Laurent waved his hand. “Oh, no, nothing like that. She works for my father. Hey, Señor, can you get us something to eat?”

“Of course, of course,” said Salvatore, throwing open the old wooden door into a passageway from which emerged the most amazing smells of mushrooms sizzling in garlic and butter, with white pepper and all sorts of other things I couldn’t identify.

But I barely noticed the stunning aromas; I was so tired and shaky that suddenly I was furious that Laurent had referred to me in such a dismissive way. I mean, I know that’s all we’d been doing and all we were, technically, to one another, but…after everything we’d bloody been through. Couldn’t he at least have said we were friends?

I realized as he ushered me through into a tiny restaurant not much larger than somebody’s front room—decorated like someone’s front room too, with family photographs and knickknacks, nearly every table filled with people concentrating furiously on the process of eating as a tiny little old woman ducked and bobbed between the tables carrying piled-high plates as if she was dancing—that actually, if I was being completely honest with myself, I had perhaps seen us as something more than friends. That if I was being completely honest with myself, I did actually fancy him a bit. I suppose it was the high emotional pitch with which we’d been thrown together, I suppose because I’d been alone for so long—I started to feel very foolish—that I’d just fixated on the first available male. Maybe I was ovulating?

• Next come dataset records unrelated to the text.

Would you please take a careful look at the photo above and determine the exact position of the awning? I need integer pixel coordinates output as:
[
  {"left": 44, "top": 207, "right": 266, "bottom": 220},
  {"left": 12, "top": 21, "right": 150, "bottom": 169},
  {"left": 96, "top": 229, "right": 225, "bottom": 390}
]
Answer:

But also something about Paris had reawoken me. After the accident, after my illness, everything in Kidinsborough had seemed so very cold and gray and lifeless. I’d seen Claire and myself as the same, even though she was twice my age. She had noticed it and realized it, and sent me here to bring me back to life. The problem with life was that it had sent a bit of human blood shooting around my veins for once. But I’d forgotten how to do it. I’d forgotten how people fancy each other and how people get together. It’s very rarely because one person thinks the other person sent his father to hospital and is a really terrible cook. I bit my lip thinking of how earlier tonight, I’d even thought about going over to him…oh god. I was such an idiot. I felt so stupid.

“Anna?”

He was asking, not what I wanted to drink, but whether I wanted the red wine Salvatore had already brought over. I shrugged and let him pour me a tiny glass.

“We shall have the risotto of course,” he said. “Marina, has it changed at all?”

The tiny old woman had much the same reaction as Salvatore, except her kisses were even more effusive. She spoke in a rat-tat-tat Italian-influenced French accent that I could barely follow, but I did catch her saying,

“No, of course it is exactly the same. We wouldn’t change a single tiny thing. If you change a single tiny thing when you have something perfect, it is all wrong! Wrong, wrong and terrible and a disaster.”

Laurent cocked an eyebrow at me, but I was too unhappy to flirt back with him. I just nodded, suddenly feeling so terribly, terribly weary. He attempted to make conversation, but I felt so unsure of myself that I could barely mutter responses. Eventually he too lapsed into silence until the food arrived. Then he closed his eyes and inhaled the steam. It smelled almost impossibly rich and flavorsome, full of onions and cream and stock and good things.